Across all these sectors, our focus is on improving visibility and connectivity, empowering organizations to better understand their ecosystems and optimize their operations effectively.
Can you elaborate on Hitachi Vantara's collaboration with NVIDIA and how it enhances AI-driven capabilities?
The collaboration with NVIDIA spans multiple projects, such as the HMAX program, which involves Hitachi Rail, NVIDIA, and other Hitachi divisions. In this project, we combined NVIDIA’s real-time processing and compute expertise with our rail systems knowledge to create a more intelligent and efficient rail ecosystem. Beyond specific use cases, we’re working with NVIDIA to optimize their GPUs for mutual customers.
This includes infrastructure engineering, certification processes, and ensuring that customers across industries benefit from seamlessly integrated solutions. Together, we’re advancing AI capabilities across rail, energy, and other sectors.
AI should be handed responsibly, what is your view?
AI is a transformative platform with the potential to revolutionize daily operations and generate new ideas.
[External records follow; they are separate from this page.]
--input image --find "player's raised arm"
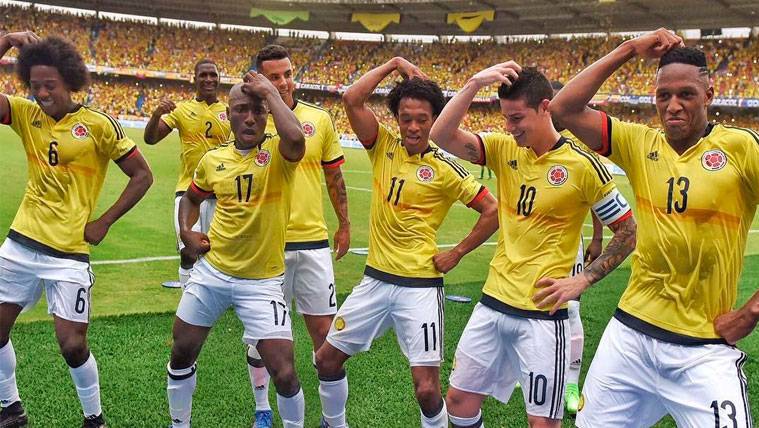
[142,99,177,144]
[242,71,306,162]
[430,61,522,163]
[432,191,498,273]
[343,57,427,148]
[0,31,40,124]
[549,28,683,151]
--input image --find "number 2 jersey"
[2,96,137,261]
[599,114,759,344]
[479,133,632,319]
[192,136,298,279]
[364,124,488,287]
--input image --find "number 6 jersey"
[599,114,759,344]
[480,133,632,319]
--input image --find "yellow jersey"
[161,99,231,195]
[599,114,759,344]
[479,133,631,319]
[192,136,298,279]
[3,96,137,261]
[364,125,487,287]
[266,100,345,250]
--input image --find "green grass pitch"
[0,127,759,428]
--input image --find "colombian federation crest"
[71,123,90,140]
[547,165,569,186]
[416,165,435,183]
[701,150,727,171]
[303,122,316,138]
[256,150,271,166]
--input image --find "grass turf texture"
[0,127,759,428]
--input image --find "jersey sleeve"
[97,115,137,163]
[321,113,345,168]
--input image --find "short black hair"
[659,47,708,72]
[195,58,219,76]
[498,67,553,110]
[256,45,290,72]
[387,77,445,117]
[16,36,90,92]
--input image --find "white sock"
[0,339,21,407]
[277,388,306,428]
[166,364,198,428]
[179,266,192,290]
[567,300,585,384]
[448,410,485,428]
[319,375,348,428]
[69,353,103,417]
[248,345,271,411]
[422,400,448,428]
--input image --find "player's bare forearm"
[324,167,350,227]
[430,79,482,163]
[583,216,637,284]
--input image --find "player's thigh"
[177,258,234,327]
[390,286,445,366]
[327,276,392,355]
[513,317,569,419]
[292,248,337,315]
[577,318,666,428]
[232,276,293,345]
[450,303,518,403]
[660,345,753,427]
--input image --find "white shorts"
[577,318,753,428]
[284,247,337,315]
[0,239,95,323]
[450,303,569,419]
[174,196,216,251]
[177,257,293,346]
[327,276,444,366]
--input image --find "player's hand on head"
[84,218,111,245]
[632,28,684,59]
[3,31,40,48]
[532,274,590,315]
[472,61,522,87]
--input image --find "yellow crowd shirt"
[599,114,759,344]
[192,136,298,279]
[161,99,231,194]
[365,125,487,287]
[3,96,137,261]
[480,133,631,319]
[266,101,345,250]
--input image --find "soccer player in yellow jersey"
[167,72,305,428]
[243,45,350,428]
[550,29,759,427]
[432,66,635,427]
[143,59,230,288]
[316,57,498,428]
[0,32,153,427]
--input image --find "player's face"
[396,98,435,155]
[195,64,219,98]
[29,65,71,119]
[229,92,269,147]
[259,58,295,106]
[656,64,714,141]
[500,97,551,147]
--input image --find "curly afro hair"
[16,36,90,92]
[387,77,445,117]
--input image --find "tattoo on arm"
[464,143,481,163]
[584,217,637,284]
[325,169,349,224]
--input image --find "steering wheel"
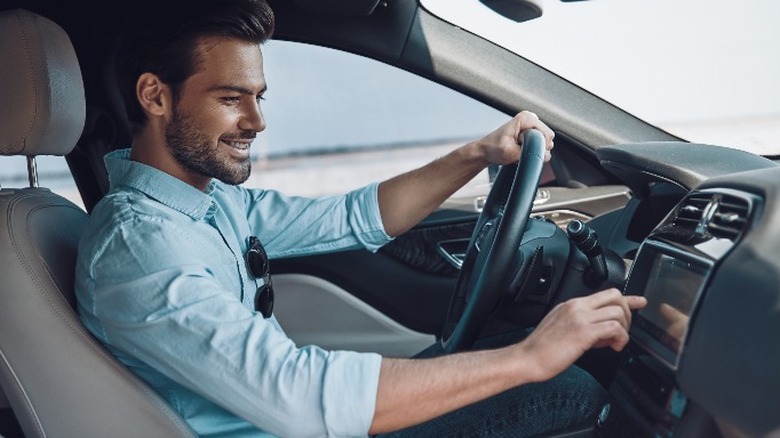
[441,130,545,353]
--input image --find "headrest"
[0,9,86,156]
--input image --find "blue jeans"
[374,331,607,438]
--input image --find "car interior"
[0,0,780,438]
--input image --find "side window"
[0,156,84,208]
[246,41,509,196]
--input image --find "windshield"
[421,0,780,155]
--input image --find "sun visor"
[293,0,380,17]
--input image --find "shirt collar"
[104,149,216,220]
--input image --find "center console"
[596,190,753,437]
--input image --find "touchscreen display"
[635,253,707,357]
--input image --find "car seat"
[0,9,195,438]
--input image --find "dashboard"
[596,145,780,437]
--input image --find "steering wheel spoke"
[441,130,545,352]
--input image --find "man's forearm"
[378,142,488,236]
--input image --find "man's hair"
[116,0,274,132]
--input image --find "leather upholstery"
[0,10,195,438]
[0,9,86,156]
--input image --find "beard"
[165,105,256,185]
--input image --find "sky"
[0,0,780,182]
[422,0,780,154]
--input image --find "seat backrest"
[0,9,195,438]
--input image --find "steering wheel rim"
[441,130,545,353]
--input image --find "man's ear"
[135,73,173,117]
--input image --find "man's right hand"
[516,288,647,382]
[370,289,646,434]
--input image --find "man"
[76,0,644,437]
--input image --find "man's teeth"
[222,140,249,149]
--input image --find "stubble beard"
[165,105,255,185]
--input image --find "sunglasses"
[246,236,274,318]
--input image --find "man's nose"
[238,102,265,132]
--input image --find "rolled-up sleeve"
[235,183,392,257]
[77,219,382,437]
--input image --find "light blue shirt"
[76,149,390,437]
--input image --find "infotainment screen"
[626,241,710,367]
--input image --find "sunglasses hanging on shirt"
[246,236,274,318]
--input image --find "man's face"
[165,37,266,186]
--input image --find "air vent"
[707,195,749,240]
[674,192,750,241]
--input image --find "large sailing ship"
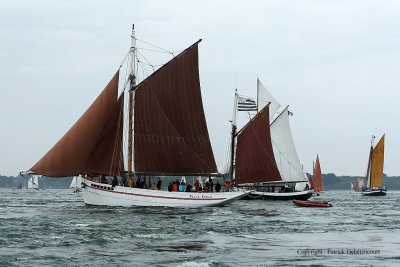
[361,135,387,196]
[22,27,247,207]
[350,177,365,192]
[230,88,313,200]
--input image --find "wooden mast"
[229,89,238,182]
[128,24,136,178]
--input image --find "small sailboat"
[361,135,387,196]
[28,175,39,190]
[230,79,313,200]
[351,177,365,192]
[69,176,82,193]
[312,155,324,196]
[293,199,332,208]
[22,27,247,207]
[230,92,312,200]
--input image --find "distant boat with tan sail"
[22,24,247,207]
[350,176,365,192]
[361,135,387,196]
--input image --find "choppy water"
[0,189,400,267]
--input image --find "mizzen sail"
[134,42,217,175]
[30,71,122,177]
[235,106,281,184]
[370,135,385,188]
[313,155,324,192]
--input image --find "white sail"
[257,79,281,121]
[271,108,307,182]
[69,176,82,193]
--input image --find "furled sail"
[30,71,123,177]
[271,108,308,182]
[370,135,385,188]
[236,106,281,184]
[313,155,324,192]
[257,79,281,120]
[134,42,217,175]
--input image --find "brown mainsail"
[134,42,217,176]
[235,105,282,184]
[30,71,123,177]
[313,155,324,192]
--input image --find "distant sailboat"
[22,25,247,207]
[313,155,324,193]
[230,90,312,200]
[361,135,387,196]
[351,177,365,192]
[69,176,82,193]
[28,175,39,190]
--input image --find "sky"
[0,0,400,176]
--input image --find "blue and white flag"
[238,96,257,111]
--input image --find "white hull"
[69,176,82,193]
[82,179,248,208]
[247,190,314,200]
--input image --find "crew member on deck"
[111,176,118,187]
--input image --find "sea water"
[0,189,400,267]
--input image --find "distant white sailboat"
[28,175,39,190]
[21,27,248,207]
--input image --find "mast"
[128,24,136,178]
[229,89,238,180]
[366,135,375,187]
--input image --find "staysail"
[257,78,281,120]
[313,155,324,192]
[30,71,123,177]
[236,106,281,184]
[370,135,385,188]
[134,41,217,176]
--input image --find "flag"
[238,96,257,111]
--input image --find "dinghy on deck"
[293,199,332,208]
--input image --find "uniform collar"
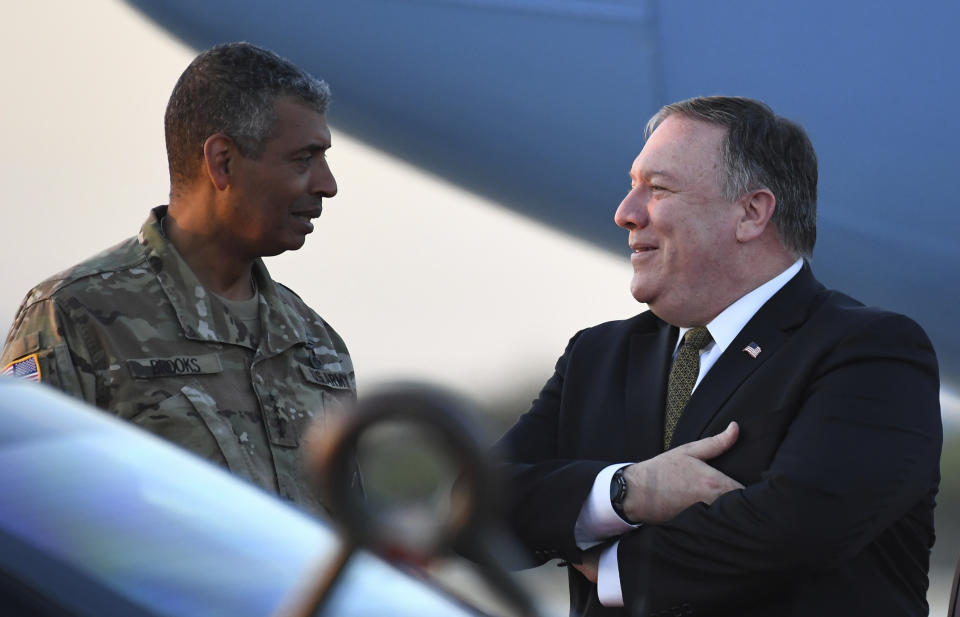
[138,206,306,356]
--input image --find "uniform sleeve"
[619,316,942,610]
[0,295,96,404]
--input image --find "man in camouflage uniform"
[0,43,355,510]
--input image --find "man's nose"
[613,187,649,230]
[310,161,337,197]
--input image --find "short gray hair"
[164,42,330,189]
[646,96,817,258]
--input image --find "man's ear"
[203,133,237,191]
[737,188,777,242]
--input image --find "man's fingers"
[676,422,740,461]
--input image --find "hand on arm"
[623,422,743,524]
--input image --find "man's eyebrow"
[629,169,677,180]
[294,143,332,154]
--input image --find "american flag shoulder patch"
[0,354,40,382]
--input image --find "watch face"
[610,467,627,505]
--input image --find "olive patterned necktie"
[663,326,712,450]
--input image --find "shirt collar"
[674,258,803,353]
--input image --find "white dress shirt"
[574,259,803,606]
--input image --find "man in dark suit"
[498,97,942,617]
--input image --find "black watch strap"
[610,467,627,520]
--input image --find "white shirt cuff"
[597,540,623,607]
[573,463,636,551]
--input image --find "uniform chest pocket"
[300,364,354,392]
[131,382,248,475]
[264,361,355,448]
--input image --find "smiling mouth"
[291,209,322,222]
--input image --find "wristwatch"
[610,467,628,521]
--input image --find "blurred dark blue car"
[0,379,492,617]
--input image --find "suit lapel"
[625,314,679,460]
[673,263,822,445]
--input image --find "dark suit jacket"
[498,265,942,617]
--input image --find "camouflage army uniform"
[0,206,355,510]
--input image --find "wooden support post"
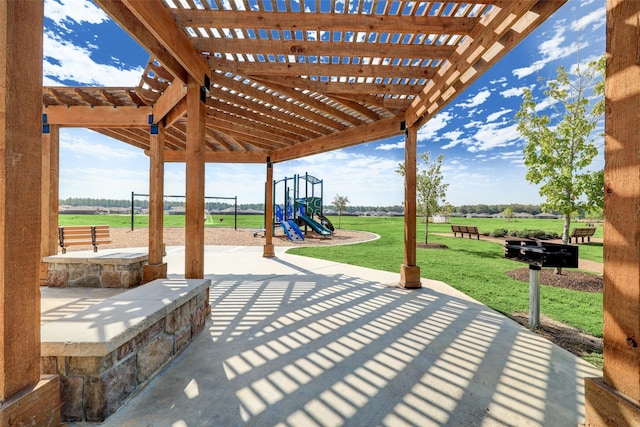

Generative AI, in particular, offers immense opportunities to create innovative solutions. However, implementing AI irresponsibly poses risks like generating false data or producing hallucinations—outputs that are inaccurate or misleading. Responsible AI use requires robust governance, transparent processes, and mechanisms to ensure accuracy and accountability. It’s vital to strike a balance between innovation and ethics to realize AI’s full potential without compromising trust or integrity.